Ever wish you could watch Jimmer Fredette from every angle?
According to Dr. Dan Olsen, that wish could come true in the near future. Olsen, a professor in the Computer Science Department, recently published a paper about sports on Internet television. Olsen and his team researched new software which creates more options for sports viewers. The software he developed, based on the Move Networks platform, allows viewers to change camera angles, repeat the last play or skip ahead.
“We are exploring new ways for people to interact with their television experience,” Olsen said.
Unlike any options currently on the market, Olsen’s software allows viewers to select the angles of the game. By capturing all of the camera feeds and uploading them to a web server, these angles are available live.
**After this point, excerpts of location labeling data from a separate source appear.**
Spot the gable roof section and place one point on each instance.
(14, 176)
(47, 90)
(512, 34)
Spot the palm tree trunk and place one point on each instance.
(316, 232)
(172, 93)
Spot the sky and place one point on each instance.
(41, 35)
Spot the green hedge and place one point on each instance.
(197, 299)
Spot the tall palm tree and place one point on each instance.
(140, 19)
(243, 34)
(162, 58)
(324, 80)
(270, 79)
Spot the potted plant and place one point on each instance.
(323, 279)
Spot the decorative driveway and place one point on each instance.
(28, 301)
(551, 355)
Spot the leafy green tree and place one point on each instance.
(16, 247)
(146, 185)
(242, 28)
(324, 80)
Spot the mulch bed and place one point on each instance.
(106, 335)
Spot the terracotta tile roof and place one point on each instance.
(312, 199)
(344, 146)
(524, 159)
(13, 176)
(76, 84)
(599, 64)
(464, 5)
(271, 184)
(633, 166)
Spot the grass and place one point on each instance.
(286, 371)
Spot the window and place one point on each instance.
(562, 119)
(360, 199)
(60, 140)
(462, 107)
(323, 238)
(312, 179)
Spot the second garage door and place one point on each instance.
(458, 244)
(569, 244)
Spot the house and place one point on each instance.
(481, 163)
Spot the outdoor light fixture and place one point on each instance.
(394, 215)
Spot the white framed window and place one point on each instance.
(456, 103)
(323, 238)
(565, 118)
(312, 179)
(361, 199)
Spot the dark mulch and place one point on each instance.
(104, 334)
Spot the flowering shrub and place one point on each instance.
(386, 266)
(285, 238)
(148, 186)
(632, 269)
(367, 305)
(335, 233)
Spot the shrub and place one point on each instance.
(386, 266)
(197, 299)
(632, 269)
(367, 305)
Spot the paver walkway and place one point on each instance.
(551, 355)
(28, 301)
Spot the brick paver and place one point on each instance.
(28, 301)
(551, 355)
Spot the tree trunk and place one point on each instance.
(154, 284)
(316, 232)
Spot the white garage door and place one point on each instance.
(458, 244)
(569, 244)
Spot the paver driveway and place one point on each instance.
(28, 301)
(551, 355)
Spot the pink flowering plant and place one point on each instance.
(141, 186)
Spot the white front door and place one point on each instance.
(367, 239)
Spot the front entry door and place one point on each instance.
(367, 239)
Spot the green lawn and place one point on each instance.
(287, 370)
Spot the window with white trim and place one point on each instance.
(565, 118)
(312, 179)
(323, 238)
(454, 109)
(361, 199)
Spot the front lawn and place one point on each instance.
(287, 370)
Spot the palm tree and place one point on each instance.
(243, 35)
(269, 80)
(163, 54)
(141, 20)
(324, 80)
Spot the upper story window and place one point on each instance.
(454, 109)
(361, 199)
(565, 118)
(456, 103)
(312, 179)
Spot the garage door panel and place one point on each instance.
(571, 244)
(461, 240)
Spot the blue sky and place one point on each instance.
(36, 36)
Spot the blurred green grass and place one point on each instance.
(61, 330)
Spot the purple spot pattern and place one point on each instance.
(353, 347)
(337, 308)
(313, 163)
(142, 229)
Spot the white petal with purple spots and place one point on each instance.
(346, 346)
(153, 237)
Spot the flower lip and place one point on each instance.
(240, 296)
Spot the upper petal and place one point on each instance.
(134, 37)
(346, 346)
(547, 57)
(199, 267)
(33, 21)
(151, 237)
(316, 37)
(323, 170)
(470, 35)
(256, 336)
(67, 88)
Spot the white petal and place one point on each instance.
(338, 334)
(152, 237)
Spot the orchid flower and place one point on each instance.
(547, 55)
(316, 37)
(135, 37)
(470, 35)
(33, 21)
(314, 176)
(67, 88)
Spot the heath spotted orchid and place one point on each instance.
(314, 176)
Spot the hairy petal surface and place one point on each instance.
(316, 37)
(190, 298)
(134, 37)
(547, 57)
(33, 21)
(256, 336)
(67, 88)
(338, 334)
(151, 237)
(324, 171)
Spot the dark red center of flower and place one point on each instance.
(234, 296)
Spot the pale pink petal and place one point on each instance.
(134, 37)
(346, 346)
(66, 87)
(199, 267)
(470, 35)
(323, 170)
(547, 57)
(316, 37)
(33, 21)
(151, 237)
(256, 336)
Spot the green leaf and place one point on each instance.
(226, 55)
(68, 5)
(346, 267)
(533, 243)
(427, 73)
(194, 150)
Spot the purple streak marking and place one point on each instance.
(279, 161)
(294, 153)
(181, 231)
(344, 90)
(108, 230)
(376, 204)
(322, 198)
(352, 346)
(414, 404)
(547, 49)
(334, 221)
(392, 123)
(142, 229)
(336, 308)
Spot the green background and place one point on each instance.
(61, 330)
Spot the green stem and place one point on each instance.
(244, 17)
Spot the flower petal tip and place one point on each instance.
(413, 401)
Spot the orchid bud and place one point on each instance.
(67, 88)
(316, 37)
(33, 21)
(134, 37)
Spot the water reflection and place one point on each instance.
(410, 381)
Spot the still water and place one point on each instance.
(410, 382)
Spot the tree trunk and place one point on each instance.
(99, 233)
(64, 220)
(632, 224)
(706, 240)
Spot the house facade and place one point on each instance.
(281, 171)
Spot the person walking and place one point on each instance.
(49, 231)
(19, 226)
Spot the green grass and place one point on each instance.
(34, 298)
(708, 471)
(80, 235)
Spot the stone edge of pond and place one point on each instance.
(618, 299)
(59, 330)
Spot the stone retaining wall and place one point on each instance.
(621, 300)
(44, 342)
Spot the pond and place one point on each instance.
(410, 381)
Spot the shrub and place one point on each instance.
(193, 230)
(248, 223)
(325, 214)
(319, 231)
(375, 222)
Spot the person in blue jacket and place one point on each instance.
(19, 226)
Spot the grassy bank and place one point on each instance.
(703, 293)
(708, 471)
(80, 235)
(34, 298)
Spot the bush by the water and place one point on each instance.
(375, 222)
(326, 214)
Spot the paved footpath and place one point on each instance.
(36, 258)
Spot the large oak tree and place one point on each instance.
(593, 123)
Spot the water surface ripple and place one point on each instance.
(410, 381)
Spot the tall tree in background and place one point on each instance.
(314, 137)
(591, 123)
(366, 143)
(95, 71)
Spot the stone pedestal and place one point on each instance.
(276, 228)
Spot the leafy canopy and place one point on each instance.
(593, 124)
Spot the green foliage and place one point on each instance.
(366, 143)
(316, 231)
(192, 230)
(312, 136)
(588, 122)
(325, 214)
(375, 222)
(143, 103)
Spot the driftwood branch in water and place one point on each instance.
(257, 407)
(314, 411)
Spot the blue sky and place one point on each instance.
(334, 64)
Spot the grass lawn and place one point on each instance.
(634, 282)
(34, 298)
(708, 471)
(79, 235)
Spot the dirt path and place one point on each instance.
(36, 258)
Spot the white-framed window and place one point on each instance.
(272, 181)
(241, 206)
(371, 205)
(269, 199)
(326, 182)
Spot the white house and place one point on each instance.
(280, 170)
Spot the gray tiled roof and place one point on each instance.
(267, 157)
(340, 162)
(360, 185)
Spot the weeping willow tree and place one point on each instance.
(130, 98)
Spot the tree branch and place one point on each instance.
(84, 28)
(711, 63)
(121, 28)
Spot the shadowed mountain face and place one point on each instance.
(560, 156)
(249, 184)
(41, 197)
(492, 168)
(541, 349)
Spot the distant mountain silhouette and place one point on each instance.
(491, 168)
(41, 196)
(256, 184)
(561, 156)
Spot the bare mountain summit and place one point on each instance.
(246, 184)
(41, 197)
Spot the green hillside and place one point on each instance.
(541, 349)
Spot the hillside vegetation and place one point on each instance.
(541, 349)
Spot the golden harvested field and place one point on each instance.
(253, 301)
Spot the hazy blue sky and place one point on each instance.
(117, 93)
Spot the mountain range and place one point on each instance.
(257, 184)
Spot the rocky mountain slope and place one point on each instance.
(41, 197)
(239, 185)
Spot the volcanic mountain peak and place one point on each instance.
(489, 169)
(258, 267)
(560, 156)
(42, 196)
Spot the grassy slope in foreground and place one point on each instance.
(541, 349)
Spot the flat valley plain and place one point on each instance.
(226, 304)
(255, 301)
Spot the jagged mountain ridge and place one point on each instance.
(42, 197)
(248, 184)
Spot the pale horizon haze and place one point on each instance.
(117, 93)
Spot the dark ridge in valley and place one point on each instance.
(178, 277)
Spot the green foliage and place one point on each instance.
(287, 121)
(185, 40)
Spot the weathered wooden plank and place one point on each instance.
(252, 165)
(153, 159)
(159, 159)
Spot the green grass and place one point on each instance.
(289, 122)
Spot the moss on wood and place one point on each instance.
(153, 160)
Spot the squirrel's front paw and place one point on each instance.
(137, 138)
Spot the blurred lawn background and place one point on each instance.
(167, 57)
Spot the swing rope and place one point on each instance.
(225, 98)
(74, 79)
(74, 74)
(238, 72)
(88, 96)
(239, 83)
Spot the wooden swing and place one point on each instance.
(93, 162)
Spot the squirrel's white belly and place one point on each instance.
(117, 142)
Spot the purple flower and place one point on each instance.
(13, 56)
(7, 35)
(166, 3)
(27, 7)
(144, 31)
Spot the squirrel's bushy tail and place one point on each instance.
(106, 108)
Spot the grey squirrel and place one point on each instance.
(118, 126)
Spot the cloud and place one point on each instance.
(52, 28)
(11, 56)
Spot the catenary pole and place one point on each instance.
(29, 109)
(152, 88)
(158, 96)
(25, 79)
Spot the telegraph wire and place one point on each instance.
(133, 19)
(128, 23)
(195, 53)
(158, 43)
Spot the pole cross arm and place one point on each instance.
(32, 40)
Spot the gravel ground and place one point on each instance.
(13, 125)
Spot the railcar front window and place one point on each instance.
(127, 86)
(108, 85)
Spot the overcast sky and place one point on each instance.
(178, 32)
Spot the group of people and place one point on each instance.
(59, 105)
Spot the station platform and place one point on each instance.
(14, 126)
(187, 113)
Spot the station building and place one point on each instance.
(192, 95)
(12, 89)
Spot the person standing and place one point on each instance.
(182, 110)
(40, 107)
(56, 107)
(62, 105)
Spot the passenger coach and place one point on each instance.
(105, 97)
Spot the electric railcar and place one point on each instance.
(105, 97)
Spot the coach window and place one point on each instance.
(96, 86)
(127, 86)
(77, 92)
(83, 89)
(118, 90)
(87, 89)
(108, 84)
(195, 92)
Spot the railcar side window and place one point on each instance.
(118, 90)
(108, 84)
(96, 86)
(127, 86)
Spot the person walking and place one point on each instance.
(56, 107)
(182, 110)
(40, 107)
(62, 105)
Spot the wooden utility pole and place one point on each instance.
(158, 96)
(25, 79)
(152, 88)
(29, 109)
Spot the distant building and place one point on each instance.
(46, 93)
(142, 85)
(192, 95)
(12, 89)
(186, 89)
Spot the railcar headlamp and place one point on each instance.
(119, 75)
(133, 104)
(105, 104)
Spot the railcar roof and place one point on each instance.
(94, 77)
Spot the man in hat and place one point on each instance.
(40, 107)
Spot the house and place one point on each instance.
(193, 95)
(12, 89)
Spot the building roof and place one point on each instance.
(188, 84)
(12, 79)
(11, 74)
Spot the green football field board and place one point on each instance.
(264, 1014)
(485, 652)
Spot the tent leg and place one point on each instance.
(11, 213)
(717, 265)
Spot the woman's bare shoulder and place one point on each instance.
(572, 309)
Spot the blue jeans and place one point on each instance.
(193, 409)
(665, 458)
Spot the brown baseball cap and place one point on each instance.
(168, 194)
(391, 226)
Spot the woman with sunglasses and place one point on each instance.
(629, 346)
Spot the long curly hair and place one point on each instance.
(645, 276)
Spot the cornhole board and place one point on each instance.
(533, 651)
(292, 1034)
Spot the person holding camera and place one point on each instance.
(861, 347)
Fans will use a basic game controller to manage their experiences with the click of a button.
This software takes Digital Video Recording (DVR), which is now used in many households, to an entirely new level. As opposed to simply fast-forwarding to the next play, those utilizing Olsen’s software would be able to immediately skip ahead to a specified point in playback.
For example, instead of watching BYU quarterback Jake Heaps set up plays this fall, viewers would have the option of pressing the “skip” button, which would jump forward to the glorious tackles and touchdowns.
This new software scores major points for interactivity. Next winter, if senior basketball stars Noah Hartsock and Charles Abouo make an especially momentous play, Dr. Olsen’s software would allow viewers to relive the moment with the click of just one button and then view the play from several different camera angles.
Olsen’s software was tested on several BYU sports games.
“We showed that our software can handle any [two-opponent] sport and provide a consistent viewing interaction experience,” he said. “Our data also showed that viewers interacted with the software every 20 seconds on average; thus they are highly engaged with their viewing experience.”
Combining these new options of skipping forward, backward and changing angles, Olsen’s research found that many viewers enjoyed acting like a referee, replaying and deciding the calls for themselves. Rather than using the software as a time saver, most people actually spent more time watching sports.
“Internet TV is definitely the wave of the future,” Olsen said, “Interactive experiences like our sports work will become normal within 10 years.”
That should give BYU sports fans something to rise and shout about.